Take geodes, for example—those horrible little rocky things that are ugly on the outside. There’s nothing of note about them. Nothing to draw you to them. And when you hear there’s something inside, you risk scratching your knuckles raw on them trying to get them open. They’re hard and rough and ugly, but they contain a beautiful treasure—one that you only get if you’re willing to look past the wrapping. The Bible says there’s nothing about Jesus’ appearance that would draw you to Him. He wasn’t the “gift” anyone was expecting in the Savior. He didn’t come to reign, but to die. That’s a really unattractive package when you are hoping for a political coup. Butterflies come from caterpillars. We learn patience through suffering. We learn strength through struggle. We learn trust through times of uncertainty. We learn that He is healer through sickness, Provider through need. We learn that He is with us when we are alone. Do I need to go on?
Most of God’s best gifts come in the worst packaging. Packages we don’t want to open. Packages that are hard and rough and ugly on the outside, and painful to open. But, if we are willing to look past the packaging, if we are willing to trust that anything that comes through His hands to us, anything He permits into our lives, is a geode of sorts, a beautiful gift wrapped by a guy—a God guy who loves us—if we are willing to treasure those gifts and take the time to open them, we will find a treasure inside. Every. Time.

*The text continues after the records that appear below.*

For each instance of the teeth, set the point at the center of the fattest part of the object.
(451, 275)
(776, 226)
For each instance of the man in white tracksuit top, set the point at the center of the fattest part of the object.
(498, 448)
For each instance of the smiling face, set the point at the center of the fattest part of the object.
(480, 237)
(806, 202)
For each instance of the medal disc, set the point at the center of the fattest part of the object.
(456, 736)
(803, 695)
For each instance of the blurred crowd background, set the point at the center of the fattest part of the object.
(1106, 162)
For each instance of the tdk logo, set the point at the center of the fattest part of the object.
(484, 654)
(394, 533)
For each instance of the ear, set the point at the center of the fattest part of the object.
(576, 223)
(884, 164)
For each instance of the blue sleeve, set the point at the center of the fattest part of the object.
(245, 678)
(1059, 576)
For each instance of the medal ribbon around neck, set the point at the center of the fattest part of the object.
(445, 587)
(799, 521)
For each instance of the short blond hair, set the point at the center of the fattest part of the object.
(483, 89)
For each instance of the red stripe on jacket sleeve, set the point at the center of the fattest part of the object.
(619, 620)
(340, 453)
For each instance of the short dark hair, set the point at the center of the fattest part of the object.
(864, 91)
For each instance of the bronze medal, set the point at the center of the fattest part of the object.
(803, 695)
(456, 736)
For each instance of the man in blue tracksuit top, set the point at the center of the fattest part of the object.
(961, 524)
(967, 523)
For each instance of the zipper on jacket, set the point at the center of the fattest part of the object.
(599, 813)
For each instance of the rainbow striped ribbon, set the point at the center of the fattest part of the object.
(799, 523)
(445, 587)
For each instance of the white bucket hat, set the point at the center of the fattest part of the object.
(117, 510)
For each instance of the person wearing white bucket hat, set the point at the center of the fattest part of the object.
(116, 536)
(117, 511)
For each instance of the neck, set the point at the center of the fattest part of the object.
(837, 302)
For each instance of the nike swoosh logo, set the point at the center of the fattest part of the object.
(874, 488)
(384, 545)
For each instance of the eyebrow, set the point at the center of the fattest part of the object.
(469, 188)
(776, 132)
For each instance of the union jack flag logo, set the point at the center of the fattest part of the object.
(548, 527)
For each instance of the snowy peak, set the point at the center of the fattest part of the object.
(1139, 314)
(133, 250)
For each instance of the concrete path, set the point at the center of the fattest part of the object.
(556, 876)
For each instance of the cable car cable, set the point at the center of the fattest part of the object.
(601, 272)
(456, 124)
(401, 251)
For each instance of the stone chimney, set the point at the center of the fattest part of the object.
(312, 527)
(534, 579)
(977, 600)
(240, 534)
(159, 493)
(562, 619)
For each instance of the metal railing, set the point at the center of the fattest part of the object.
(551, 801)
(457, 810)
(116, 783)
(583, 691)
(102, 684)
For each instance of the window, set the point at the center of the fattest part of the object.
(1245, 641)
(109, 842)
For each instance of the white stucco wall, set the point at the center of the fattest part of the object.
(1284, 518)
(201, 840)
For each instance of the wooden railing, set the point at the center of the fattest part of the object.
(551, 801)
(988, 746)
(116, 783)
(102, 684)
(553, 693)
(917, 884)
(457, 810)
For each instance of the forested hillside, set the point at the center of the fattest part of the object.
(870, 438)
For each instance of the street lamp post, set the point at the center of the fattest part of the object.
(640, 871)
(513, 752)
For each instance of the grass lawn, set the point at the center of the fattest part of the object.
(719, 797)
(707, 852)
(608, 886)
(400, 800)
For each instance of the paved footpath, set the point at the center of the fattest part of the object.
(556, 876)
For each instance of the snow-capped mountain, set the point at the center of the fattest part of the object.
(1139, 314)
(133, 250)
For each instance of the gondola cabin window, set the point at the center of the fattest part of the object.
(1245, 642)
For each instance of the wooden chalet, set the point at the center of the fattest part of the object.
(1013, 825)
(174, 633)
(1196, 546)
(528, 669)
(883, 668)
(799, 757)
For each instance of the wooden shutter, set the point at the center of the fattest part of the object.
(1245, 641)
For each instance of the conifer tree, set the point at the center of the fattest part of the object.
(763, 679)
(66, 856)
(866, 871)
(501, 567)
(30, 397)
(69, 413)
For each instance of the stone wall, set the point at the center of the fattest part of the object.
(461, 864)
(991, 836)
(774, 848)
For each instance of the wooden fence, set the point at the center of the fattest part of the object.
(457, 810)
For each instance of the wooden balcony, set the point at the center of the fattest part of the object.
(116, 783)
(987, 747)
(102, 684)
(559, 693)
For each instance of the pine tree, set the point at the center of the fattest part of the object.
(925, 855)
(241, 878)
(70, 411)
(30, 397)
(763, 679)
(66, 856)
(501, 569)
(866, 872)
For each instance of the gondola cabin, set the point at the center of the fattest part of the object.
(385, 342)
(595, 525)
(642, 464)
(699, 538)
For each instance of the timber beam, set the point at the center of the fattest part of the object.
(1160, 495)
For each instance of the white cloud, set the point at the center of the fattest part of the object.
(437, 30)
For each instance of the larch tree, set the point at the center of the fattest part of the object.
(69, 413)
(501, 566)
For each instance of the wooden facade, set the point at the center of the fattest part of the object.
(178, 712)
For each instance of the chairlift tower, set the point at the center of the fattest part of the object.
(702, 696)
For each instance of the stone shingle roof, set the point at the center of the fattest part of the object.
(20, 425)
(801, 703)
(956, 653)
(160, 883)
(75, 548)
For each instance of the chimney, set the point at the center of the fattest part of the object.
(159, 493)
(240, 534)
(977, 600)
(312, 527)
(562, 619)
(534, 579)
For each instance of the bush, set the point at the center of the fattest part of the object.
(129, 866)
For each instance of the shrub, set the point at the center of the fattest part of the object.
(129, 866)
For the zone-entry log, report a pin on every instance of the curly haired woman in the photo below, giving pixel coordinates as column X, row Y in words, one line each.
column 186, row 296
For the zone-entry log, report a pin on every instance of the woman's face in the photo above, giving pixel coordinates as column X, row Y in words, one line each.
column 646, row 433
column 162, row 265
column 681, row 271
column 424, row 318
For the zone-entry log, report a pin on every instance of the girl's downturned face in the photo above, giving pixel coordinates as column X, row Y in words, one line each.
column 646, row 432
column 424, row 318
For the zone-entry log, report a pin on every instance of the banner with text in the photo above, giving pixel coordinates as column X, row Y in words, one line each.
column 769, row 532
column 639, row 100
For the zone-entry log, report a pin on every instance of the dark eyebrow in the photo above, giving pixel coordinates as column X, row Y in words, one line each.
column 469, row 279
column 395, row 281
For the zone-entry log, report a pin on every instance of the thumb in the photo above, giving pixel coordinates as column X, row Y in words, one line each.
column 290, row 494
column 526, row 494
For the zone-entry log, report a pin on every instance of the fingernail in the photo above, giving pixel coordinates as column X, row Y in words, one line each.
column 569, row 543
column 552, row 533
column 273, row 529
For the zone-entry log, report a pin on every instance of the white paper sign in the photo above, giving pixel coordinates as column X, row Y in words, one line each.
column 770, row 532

I don’t know why God so often hides his best gifts in the worst packaging, knowing He could hide them in things like sunsets and rainbows. I suspect, however, that it has something to do with wanting to develop in us a sense of love and trust. For my Dad, bad packaging is a matter of ineptitude (sorry, Dad!) and value—he doesn’t value the wrapping, only what’s inside. For the Lord, that “bad packaging” is just like my mom’s beautiful packaging...it’s part of the gift itself. He is not inept nor does he consider the packaging inconsequential. Everything has meaning. Make no mistake, the packaging, even the really bad, ugly packaging, is tailor made for us. It, too, is a gift. To teach us to seek Him. To teach us His heart. To help us look beyond the things of this world and to see the next.